Among the flaws cited in the report were suggestive lineups in which a suspect wore clothing that gave off the impression of guilt; cues or leading questions from detectives that influenced a witness to pick out a particular person in a lineup; and witnesses who felt pressured to make a choice and identified someone they thought closely resembled the offender.

Malpass cautioned that photo spreads aren't necessarily more reliable than physical lineups but that the vast databases of mug shots and driver's license photos make them much easier for police to do correctly.

"It's probably more difficult to make the lineup itself fair than with a photo spread ... because of all the work it takes to get five people who are fair alternatives to the suspect," Malpass said.

Los Angeles police said they rarely use physical lineups because photo spreads are so much easier to pull off with big-city departments' ready access to hundreds of thousands of computerized booking photos.

"You get a photo of somebody who you believe is your suspect, you get the other five photographs that are similar in nature, and you run out to your victims and do it that way," said Jeff Pailet, an LA police lieutenant and former detective. "You'll either get a positive identification or elimination a lot faster."

Sgt. Stephen Morrison, who supervises robbery detectives for the Houston Police Department, considers photo spreads the principal method used in witness identifications.

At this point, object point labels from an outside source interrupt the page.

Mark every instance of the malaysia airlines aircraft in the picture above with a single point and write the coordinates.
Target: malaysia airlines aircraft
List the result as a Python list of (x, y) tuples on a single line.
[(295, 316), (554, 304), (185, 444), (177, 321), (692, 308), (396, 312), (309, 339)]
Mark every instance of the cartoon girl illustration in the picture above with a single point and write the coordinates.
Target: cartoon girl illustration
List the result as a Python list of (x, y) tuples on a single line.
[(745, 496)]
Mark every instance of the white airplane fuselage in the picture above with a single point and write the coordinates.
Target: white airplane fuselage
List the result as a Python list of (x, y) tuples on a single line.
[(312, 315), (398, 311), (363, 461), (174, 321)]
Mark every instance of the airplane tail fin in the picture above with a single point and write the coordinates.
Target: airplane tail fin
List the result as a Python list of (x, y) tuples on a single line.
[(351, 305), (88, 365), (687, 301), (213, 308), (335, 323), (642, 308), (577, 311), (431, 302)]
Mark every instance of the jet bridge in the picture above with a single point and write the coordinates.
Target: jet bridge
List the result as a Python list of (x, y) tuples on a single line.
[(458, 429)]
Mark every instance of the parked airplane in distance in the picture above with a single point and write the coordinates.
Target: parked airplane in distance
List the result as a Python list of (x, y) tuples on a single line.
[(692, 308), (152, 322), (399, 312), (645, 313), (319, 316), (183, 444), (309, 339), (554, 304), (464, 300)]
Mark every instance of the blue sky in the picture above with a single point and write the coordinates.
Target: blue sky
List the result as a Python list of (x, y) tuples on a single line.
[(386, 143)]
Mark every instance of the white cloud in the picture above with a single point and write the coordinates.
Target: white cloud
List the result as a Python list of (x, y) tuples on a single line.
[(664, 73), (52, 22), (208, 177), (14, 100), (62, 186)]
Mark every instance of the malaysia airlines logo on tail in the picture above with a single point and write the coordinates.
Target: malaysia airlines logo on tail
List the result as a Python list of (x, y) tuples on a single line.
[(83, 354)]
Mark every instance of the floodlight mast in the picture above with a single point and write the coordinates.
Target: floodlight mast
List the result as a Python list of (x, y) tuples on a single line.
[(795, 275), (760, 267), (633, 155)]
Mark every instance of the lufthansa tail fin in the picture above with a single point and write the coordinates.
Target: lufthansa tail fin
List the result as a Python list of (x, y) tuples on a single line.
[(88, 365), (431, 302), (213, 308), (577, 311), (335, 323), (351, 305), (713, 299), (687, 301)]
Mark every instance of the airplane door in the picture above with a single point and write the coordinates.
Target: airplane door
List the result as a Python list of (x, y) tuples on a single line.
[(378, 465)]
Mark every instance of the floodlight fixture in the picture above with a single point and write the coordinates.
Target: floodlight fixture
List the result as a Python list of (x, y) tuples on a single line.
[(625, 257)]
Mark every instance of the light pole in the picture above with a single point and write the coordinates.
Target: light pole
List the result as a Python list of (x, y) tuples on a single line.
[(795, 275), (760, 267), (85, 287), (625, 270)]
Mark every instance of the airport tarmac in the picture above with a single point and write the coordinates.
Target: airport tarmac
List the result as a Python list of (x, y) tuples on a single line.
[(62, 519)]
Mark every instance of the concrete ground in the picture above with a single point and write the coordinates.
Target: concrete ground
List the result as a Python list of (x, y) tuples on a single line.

Still, he regards lineups as the best way to accurately identify suspects but acknowledges how labor-intensive they can be.

"Most of the time you have to make arrangements for the victims to come downtown, you have to make arrangements for their lawyer to be there, so there's a little bit more in the way of hurdles and hoops that you have to jump through to make it happen," Morrison said.

Salemme said a goal of the pilot project is to bring Chicago's use of lineups more in line with that of other big-city departments.

Besides, since the department's access to mug shots is so "enormous," Salemme said, he believes photo arrays are a fairer and more reliable method than physical lineups.

But the state's attorney's office remains a staunch believer in the value of physical lineups.

Fabio Valentini, head of the office's criminal prosecutions, said prosecutors will continue to request that detectives conduct lineups if they feel they would strengthen their case.

Valentini said he believes physical lineups make investigations more complete — and are more useful than photo arrays.

"The identification of someone when you physically see him from a few feet away, as opposed to just looking at a photo of his face, is going to be a stronger method of identification without question," he said.